1.2. Maatwerkvoorziening verstrekt als Persoonsgebonden budget

  • 1.

    Het college kent onverminderd artikel 2.3.6. van de wet, geen persoonsgebonden budget toe:

    • a.

      als er sprake is van ondersteuning in een spoedeisende situatie, als bedoeld in artikel 2.3.3 van de wet;

    • b.

      voor zover het persoonsgebonden budget is bestemd voor besteding in het buitenland.

    • c.

      voor zover dit is bedoeld voor de betaling van tussenpersonen of belangenbehartigers;

    • d.

      voor zover dit is bedoeld voor reis-, parkeer-, ondersteunings- of administratiekosten of andere kosten in verband met het persoonsgebonden budget.

  • 2.

    Een cliënt aan wie een persoonsgebonden budget wordt verstrekt, kan diensten onder de volgende voorwaarden betrekken van een persoon die behoort tot het sociaal netwerk:

    • a.

      als de dienst zorg omvat waarvoor krachtens landelijk geldende kwaliteitscriteria een minimale opleiding vereist is, beschikt de persoon over de desbetreffende kwalificatie;

    • b.

      deze persoon heeft niet aangegeven dat de ondersteuning aan de cliënt hem te zwaar valt, en

    • c.

      de persoon uit het sociaal netwerk van wie de dienst wordt betrokken zal niet het budget beheren, behalve met toestemming van het college vanwege bijzondere omstandigheden.

  • 3.

    Een uitzondering op lid 2 van artikel 1.2. is dagbesteding door een persoon uit het sociaal netwerk. De cliënt kan dagbesteding niet inkopen bij een persoon die behoort tot het sociaal netwerk.

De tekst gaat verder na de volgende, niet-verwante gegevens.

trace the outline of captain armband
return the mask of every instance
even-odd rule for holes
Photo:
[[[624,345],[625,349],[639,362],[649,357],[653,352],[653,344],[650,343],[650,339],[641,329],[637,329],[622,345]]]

De reden hiervan is dat dagbesteding alleen doeltreffend plaats kan vinden in een groep (met meerdere cliënten).

  • 4.

    Een cliënt aan wie een persoonsgebonden budget wordt verstrekt voor de aanschaf of bekostiging van een hulpmiddel of uitvoering van een woningaanpassing, kan het budget uitsluitend aanwenden voor inkoop van de voorziening of dienst bij een partij die staat ingeschreven bij de Kamer van Koophandel.

  • 5.

    Het college kent geen persoonsgebonden budget toe ten behoeve van roerende woonvoorzieningen en vervoersvoorzieningen voor cliënten onder de 18 jaar. De voorziening zal kortere tijd adequaat zijn dan de looptijd van het pgb. Bij de in natura verstrekking kunnen de in deze situatie verstrekte voorzieningen worden herverstrekt. Omdat herverstrekking van een door een cliënt met een persoonsgebonden budget gekocht middel zeer complex, zo niet onmogelijk is, ontstaan hoge extra kosten.

  • 6.

    Het college kent geen persoonsgebonden budget toe ten behoeve van het Wmo-vervoer en een plek in opvang. Het college heeft een zwaarwegend financieel belang om rechthebbenden te laten deelnemen aan deze voorzieningen in natura ten einde ze in stand te houden, en daarnaast bestaat het risico op dubbele kosten.

  • 7.

    Het college kent geen persoonsgebonden budget toe ten behoeve van een auto, autobus of gesloten buitenwagen. Het betreft unieke en dure voorzieningen die in geval van in natura verstrekking door de gemeente worden geleased. Vanwege de leaseconstructie zou een persoonsgebonden budget waarmee een aanvrager zelf een vergelijkbare voorziening kan verwerven altijd hoger zijn dan de gemeentelijke uitgave in natura. Bovendien zijn er praktische problemen met het vaststellen van een budget voor onderhoud en verzekering, omdat de kosten sterk gerelateerd zijn aan het gebruik.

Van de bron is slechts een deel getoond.